Pivot

There’s going to be a distinct break in tone and content between the entry dated January 6, 2019, titled, optimistically, “Optimism,” and this entry.

I wish we could have clean breaks, fresh starts, but maybe it’s a good thing that we’re a little tethered to our past selves. Those selves knew things that we might have forgotten in the present. Keeping up a dialogue with them, then, no matter how excruciatingly mortified we are by what looks like egregious naivete from the confidence of retrospection, seems wise.

So I’m not going to delete those 85 entries that emerged in this blog’s original run. Their purpose is clear. I was having some kind of major spiritual awakening. I don’t have a better term for it. I wish I did. That one is laden with a lot of weird internet personalities, pretty women with too-white teeth. But the fact of it is that I did wake up from a long sleep, a numbing sleep, and it is still the best and most sacred thing that has ever happened to me. Let the evidence remain.

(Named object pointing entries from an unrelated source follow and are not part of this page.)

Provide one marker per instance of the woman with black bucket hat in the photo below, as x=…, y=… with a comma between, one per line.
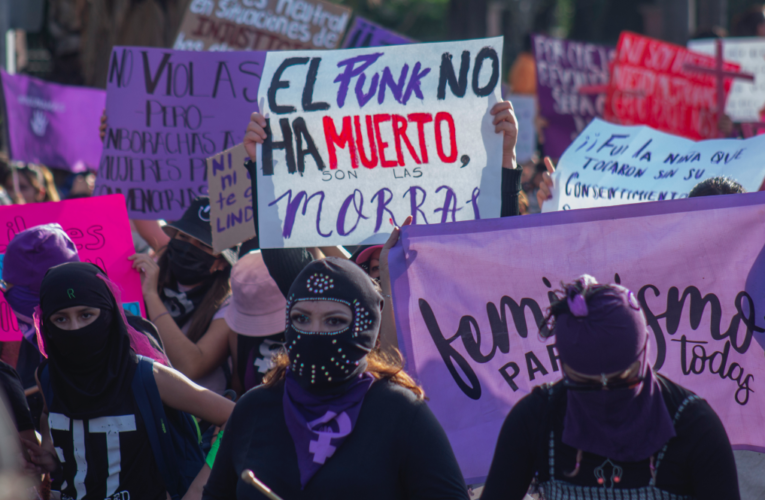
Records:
x=186, y=294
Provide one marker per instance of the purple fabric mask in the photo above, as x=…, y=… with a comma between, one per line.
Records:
x=319, y=424
x=606, y=334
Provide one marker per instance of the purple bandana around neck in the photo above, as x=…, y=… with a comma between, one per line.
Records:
x=627, y=425
x=319, y=424
x=604, y=334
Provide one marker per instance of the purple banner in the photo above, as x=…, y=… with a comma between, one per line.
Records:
x=563, y=67
x=168, y=111
x=54, y=125
x=468, y=326
x=365, y=33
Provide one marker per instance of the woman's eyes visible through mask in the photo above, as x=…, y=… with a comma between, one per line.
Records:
x=337, y=322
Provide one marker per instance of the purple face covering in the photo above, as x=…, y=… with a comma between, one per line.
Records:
x=320, y=424
x=605, y=334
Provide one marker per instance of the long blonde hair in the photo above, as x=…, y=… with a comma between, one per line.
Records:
x=382, y=366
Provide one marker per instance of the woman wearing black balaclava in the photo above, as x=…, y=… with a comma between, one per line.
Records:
x=186, y=294
x=334, y=418
x=94, y=438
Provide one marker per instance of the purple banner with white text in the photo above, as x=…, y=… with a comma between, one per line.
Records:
x=563, y=67
x=54, y=125
x=168, y=111
x=468, y=302
x=365, y=33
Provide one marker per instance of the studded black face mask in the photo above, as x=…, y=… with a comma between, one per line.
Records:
x=324, y=359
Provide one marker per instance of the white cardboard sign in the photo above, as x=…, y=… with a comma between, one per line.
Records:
x=360, y=138
x=615, y=165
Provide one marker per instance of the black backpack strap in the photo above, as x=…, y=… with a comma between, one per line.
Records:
x=47, y=389
x=146, y=395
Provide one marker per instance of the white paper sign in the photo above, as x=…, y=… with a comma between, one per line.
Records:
x=746, y=99
x=230, y=190
x=361, y=137
x=525, y=108
x=615, y=165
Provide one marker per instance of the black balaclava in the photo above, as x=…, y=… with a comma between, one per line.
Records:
x=325, y=359
x=89, y=367
x=190, y=265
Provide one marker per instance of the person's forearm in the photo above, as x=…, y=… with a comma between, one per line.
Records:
x=184, y=354
x=152, y=232
x=388, y=333
x=196, y=488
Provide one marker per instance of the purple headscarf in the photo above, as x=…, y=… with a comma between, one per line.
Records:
x=326, y=378
x=603, y=331
x=28, y=257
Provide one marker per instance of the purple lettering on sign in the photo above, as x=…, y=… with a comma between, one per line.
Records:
x=51, y=124
x=168, y=111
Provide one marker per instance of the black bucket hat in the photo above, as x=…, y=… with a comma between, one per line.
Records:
x=195, y=222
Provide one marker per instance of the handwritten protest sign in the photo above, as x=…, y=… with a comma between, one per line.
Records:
x=525, y=112
x=99, y=227
x=468, y=327
x=746, y=100
x=55, y=125
x=651, y=85
x=168, y=112
x=563, y=67
x=614, y=165
x=230, y=198
x=365, y=33
x=361, y=137
x=220, y=25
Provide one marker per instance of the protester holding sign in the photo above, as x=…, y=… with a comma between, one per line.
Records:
x=334, y=417
x=611, y=427
x=187, y=293
x=93, y=374
x=406, y=132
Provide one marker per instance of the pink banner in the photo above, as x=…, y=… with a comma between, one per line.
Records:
x=99, y=227
x=468, y=297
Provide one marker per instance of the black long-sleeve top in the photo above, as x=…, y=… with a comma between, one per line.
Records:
x=397, y=450
x=698, y=461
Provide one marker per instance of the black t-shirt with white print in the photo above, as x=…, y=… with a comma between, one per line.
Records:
x=105, y=458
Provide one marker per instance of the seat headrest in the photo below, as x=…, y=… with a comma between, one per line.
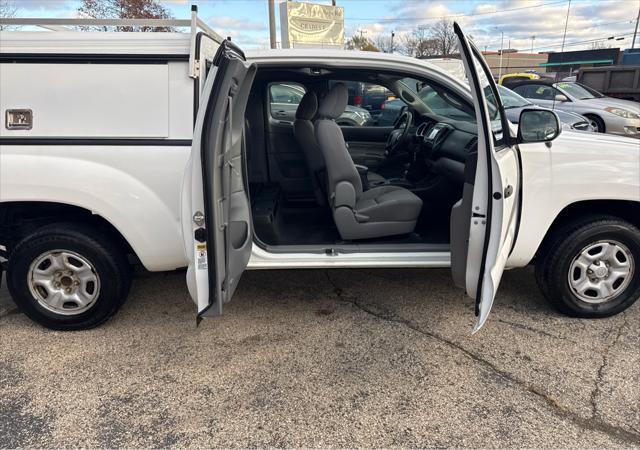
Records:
x=308, y=106
x=334, y=102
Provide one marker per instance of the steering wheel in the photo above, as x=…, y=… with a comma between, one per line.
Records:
x=400, y=131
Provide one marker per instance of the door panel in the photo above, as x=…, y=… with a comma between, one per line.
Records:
x=216, y=218
x=484, y=222
x=287, y=164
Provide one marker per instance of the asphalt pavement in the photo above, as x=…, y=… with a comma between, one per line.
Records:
x=313, y=358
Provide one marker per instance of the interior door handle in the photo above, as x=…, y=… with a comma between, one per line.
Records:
x=508, y=191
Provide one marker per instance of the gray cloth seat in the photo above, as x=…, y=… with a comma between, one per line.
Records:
x=304, y=133
x=381, y=211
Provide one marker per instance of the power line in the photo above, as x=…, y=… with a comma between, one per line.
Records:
x=451, y=16
x=551, y=34
x=570, y=44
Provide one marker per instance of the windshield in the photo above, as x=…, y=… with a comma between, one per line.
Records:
x=578, y=91
x=509, y=98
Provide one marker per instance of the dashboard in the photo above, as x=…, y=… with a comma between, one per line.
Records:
x=446, y=144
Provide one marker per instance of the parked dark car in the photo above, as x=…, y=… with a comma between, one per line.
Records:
x=513, y=104
x=369, y=96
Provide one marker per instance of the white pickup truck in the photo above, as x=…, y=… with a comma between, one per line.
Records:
x=167, y=149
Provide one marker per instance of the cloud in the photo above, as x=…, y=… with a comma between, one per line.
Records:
x=234, y=23
x=43, y=4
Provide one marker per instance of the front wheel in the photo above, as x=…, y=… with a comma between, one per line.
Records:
x=68, y=277
x=592, y=268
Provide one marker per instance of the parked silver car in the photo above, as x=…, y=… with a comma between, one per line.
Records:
x=514, y=104
x=605, y=114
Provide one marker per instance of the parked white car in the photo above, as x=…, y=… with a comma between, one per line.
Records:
x=101, y=164
x=605, y=114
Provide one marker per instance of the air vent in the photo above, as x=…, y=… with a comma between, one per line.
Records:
x=471, y=145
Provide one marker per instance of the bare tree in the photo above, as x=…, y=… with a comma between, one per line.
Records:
x=7, y=11
x=419, y=44
x=600, y=45
x=125, y=9
x=358, y=42
x=385, y=43
x=444, y=37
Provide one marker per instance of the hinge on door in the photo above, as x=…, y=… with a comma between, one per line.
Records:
x=221, y=223
x=196, y=68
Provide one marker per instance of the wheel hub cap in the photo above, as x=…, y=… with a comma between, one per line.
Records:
x=601, y=271
x=64, y=282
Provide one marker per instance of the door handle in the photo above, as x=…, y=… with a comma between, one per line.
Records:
x=508, y=191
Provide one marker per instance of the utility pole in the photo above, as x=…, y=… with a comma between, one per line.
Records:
x=564, y=36
x=635, y=33
x=501, y=52
x=533, y=38
x=272, y=23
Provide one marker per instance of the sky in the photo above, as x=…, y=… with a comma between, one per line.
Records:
x=524, y=24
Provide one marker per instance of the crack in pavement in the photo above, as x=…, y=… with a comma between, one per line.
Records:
x=593, y=423
x=597, y=382
x=532, y=329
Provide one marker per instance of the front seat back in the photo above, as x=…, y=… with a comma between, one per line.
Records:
x=340, y=167
x=382, y=211
x=305, y=136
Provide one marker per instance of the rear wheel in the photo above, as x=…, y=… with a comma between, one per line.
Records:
x=592, y=268
x=597, y=123
x=68, y=276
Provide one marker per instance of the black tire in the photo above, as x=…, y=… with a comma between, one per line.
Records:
x=553, y=265
x=598, y=122
x=106, y=257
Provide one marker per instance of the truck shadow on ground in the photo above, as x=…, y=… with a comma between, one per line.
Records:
x=325, y=358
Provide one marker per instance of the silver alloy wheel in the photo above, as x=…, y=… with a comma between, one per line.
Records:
x=601, y=271
x=63, y=282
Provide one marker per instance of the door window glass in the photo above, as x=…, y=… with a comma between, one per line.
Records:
x=536, y=91
x=441, y=101
x=369, y=105
x=284, y=99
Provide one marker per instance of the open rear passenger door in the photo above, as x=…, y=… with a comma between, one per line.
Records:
x=484, y=223
x=216, y=215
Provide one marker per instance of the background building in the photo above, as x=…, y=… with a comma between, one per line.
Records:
x=514, y=61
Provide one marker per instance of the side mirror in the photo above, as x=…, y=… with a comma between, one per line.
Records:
x=561, y=98
x=538, y=125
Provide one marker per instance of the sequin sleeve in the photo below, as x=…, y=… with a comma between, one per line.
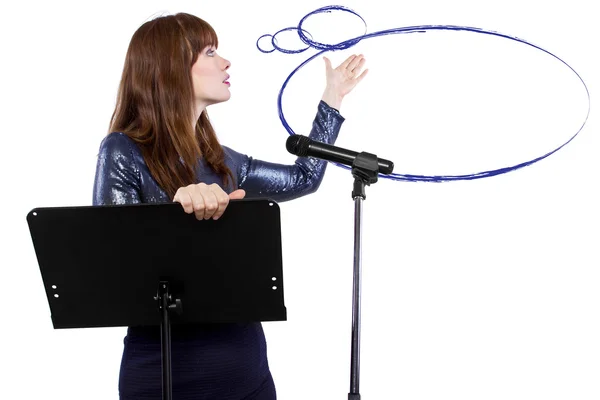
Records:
x=286, y=182
x=117, y=178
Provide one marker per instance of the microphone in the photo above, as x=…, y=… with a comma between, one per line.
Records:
x=303, y=146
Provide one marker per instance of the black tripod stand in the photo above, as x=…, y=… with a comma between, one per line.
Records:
x=365, y=170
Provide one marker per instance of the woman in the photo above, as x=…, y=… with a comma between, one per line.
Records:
x=161, y=148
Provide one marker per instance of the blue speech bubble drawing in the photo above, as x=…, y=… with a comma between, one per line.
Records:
x=324, y=47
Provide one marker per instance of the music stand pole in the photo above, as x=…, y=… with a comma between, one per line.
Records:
x=365, y=170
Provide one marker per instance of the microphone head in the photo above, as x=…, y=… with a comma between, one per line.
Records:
x=298, y=145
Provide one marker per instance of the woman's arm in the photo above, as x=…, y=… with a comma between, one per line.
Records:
x=117, y=178
x=286, y=182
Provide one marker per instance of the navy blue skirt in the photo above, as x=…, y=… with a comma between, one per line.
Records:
x=220, y=361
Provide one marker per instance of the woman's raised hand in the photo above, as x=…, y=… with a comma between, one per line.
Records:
x=206, y=201
x=341, y=80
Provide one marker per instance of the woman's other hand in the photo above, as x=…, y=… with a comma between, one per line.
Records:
x=206, y=201
x=341, y=80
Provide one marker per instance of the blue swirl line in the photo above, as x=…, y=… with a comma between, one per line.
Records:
x=418, y=29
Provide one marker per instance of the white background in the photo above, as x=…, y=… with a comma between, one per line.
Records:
x=484, y=289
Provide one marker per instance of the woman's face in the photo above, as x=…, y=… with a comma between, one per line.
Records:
x=210, y=78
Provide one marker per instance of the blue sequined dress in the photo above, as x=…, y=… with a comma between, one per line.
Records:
x=222, y=361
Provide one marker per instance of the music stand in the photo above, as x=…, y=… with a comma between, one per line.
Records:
x=153, y=264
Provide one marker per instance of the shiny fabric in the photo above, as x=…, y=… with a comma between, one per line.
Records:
x=221, y=361
x=122, y=176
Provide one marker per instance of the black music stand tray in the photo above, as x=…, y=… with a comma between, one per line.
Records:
x=153, y=264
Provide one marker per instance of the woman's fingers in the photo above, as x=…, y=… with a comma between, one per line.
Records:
x=237, y=194
x=206, y=201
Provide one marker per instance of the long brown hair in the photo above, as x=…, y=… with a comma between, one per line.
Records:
x=155, y=101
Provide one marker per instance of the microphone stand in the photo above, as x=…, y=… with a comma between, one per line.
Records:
x=365, y=170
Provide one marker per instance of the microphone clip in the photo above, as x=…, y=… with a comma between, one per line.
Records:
x=365, y=171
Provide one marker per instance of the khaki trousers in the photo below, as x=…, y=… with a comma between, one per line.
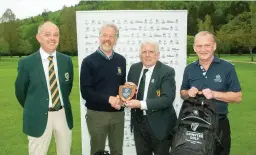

I’m resurrecting this blog because I need an outlet. Most of what I do in my time outside the workday is write. I write fiction. I write literary analysis. Sometimes I write in a journal. But I miss having a space where I can ramble into the void. For someone as deeply introverted as me, talking doesn’t do it. Conversation is wildly unsatisfying. But writing always does the trick.

So the noise in my head is getting to be too much. When that happens, like a saturation point, the noise begins to solidify, calcify into hardened, discreet thoughts. And then I need to offload them because they take up too much space and block other things from coming out.

We’re two weeks into being at home, flattening the curve. It has been a strange experience for me. Because most of my paycheck every month goes straight to student loan payments, I don’t really have disposable income. So the only places I ever went to begin with were work, the grocery store, and my barre studio. Now I work from home and work out in my living room using the same barre workouts as always, and I still make one weekly trip to the Food Lion down the road.

Two things that have changed are: 1) now I have time and energy to read The New Yorker cover to cover when it arrives in my mailbox every Tuesday. That gives me great pleasure, though Jerrod says I am “bouge” (not bougie, but bouge) and he is right. Also, 2) I had been wanting to switch to natural deodorant for a long time but was afraid of subjecting my hapless coworkers to incidental unpleasantness. Now I have switched and no one has to suffer for it. That might change if we resume public life in the dead of a North Carolina summer.

I am craving new reading material but having been writing fiction every day for the last few years, I am too critical of most novels to finish them. This is a problem. I want to lose myself in a story but so much writing sounds like writing and I can’t enjoy it. I also have insane swaths of unscheduled time now but every time I decide to open the Google Doc that houses the first chapter of my dissertation that I’ve been poking at for a year now, I can’t make myself work on it. This is also a problem.

But right now, I am not in the mood to solve problems. I feel lazy and loose and a little feral.

I’m listening to Brandon Taylor’s novel, Real Life. His descriptions of what it’s like to be a grad student–the infantilization, the weird blend of camaraderie and competition, the sense that your life is on hold–are all apt. But sometimes I get distracted by too many similes and dialogue that reads more like a pronouncement of all the things his characters might be thinking but in real life (sorry) would never say out loud. Still, I am enjoying it more than other books I have started lately.

I’m also putting off doing my taxes when they would take less than an hour to do and have stopped eating regular meals at regular mealtimes. I fear gaining weight if I keep eating waffles in the middle of the afternoon and then chastise myself for being 34 and still tiptoeing along that balance beam. Sometimes it feels like the only thing I can control.

I’m uncomfortable with how many words I dedicated here to describing how the pandemic is affecting the ever-solipsistic me. It’s neither very interesting nor important in the grand scheme of what is happening to so many other people.

(I plan to publish entries as soon as I write them, with little editing and little polish.)